I could go into the many reasons why I stopped posting, but I won't. I said at the beginning this wouldn't be a "dear diary" thrown out to cyberspace. I had my reasons. I still have my reasons.
But... but... but... suffice to say I've gone through some changes and they're still evolving.
I'll never stop writing, though. I gave the following piece away, why shouldn't it be on my very own blog? So here it is:
Many years ago in the 1960s when my family left Los Angeles, it was with a gigantic mental sigh of relief. The smog, the sprawl, and the fast pace weren't missed in the slightest. In fact, we pitied those we knew who were caught within its environ. My father was a native who had always yearned to escape, and my sisters and I whole-heartedly embraced his negative view of everything regarding L.A. We joined in his jubilation that we were fortunate to make a getaway, and from that point on we've been united in our quest to live in a better place and in our denunciation of Los Angeles.
Although my father managed his somewhat getaway, he was still trapped Monday through Friday. He had little choice; he was a film editor and the work was either in L.A. or New York. He stuck with the devil he knew and made the commute down the Pacific Coast Highway long before it became fashionable.
My mother, who relocated to Southern California out of choice, missed the city more than the rest of us put together. She was, however, appeased by the fact that we were at the beach.
We moved just fifty miles away, but what a world of difference. We lived on a strip of sand where the Santa Monica Mountains met the sea whose address was North Malibu. It was far from and nothing like the trendy Colony. We had crossed the line from Los Angeles into Ventura County.
After being used to endless homes and businesses on vast city streets, my sisters and I at first could scarcely fathom our new found luck. When we weren't in school we had unlimited freedom in exploring the locale. There were the miles of beach, the coastal craggy rocks, the private pier, and the canyon across the highway that could be hiked for miles. It was before the state acquired it as part of the state park system and was still the farthest reaches of a cattle ranch that stretched throughout the northernmost part of the Santa Monica Mountains. The sycamore trees, the creek that ran to the ocean, the vaquero cabin and the yucca studded hillsides all became our turf and a part of us.
We were bussed alongside the ocean to attend school amidst the agricultural fields in Oxnard. Ventura County was verdant, beautiful. The air was clean and the population low. We listened in disbelief when my father compared it to the San Fernando Valley he grew up in.
"I can remember when the walnut groves went on forever, and the L.A. River was wild," he'd reminisce. Out of respect we wouldn't challenge his memories. We simply couldn't comprehend that the asphalt sprawl to which we were accustomed had been an agricultural bastion a scant generation before. And it never occurred to us at the time that we might very well witness the same type of change.
After a couple of years the state acquired the canyon. At first it made little difference; it was an opportunity for further exploration.
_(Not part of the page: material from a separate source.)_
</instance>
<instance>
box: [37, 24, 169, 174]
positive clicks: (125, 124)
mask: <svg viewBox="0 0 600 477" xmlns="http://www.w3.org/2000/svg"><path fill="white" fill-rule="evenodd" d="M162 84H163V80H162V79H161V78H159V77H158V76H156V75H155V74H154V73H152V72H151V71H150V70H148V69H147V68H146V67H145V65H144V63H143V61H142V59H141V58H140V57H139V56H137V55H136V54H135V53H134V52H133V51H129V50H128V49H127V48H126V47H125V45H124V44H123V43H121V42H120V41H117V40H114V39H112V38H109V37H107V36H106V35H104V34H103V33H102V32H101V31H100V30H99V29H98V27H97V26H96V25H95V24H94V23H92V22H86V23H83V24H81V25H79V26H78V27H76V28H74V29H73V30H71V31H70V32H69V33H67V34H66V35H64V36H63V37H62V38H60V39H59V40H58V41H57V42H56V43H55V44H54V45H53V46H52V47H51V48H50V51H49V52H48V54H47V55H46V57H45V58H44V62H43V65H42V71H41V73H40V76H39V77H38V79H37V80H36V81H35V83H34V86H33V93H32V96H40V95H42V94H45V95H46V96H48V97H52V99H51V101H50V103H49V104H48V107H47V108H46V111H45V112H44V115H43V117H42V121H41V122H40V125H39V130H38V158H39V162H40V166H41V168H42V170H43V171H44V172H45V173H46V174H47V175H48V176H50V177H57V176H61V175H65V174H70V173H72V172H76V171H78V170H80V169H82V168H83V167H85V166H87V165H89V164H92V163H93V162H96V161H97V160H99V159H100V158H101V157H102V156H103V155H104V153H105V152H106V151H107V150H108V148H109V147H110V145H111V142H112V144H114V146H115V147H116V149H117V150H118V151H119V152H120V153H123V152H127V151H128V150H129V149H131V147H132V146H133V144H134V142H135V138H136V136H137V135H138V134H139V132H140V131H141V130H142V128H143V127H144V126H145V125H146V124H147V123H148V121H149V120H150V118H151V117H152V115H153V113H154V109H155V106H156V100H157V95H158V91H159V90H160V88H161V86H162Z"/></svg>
However, it did not take long for the beach side of the highway to fall prey to eminent domain. We enjoyed being there while it lasted, and moving there provided the impetus to flee L.A. Not one of us expected or wanted to ever go back. Our lives settled in Ventura County.
However, I became more of my father's daughter than I cared to admit as I unconsciously emulated some of his negative attitude toward growth and change. Ventura County was becoming too crowded and I yearned for spaces that were cleaner and less populated.
This has led to wanderlust that has taken me to the Pacific Northwest (both Washington and Oregon) as well as Northern California. I leave, but I always come back.
I've recently returned after a stint in Sonoma County Wine Country. And while it is quite beautiful there, too - an agriculture centered county fifty miles north of a major city - it's too cold and too far from the ocean for me.
So once again I've returned, and it's been my good fortune that the weather this past fall was the sort that's reinforced my belief that this is my place.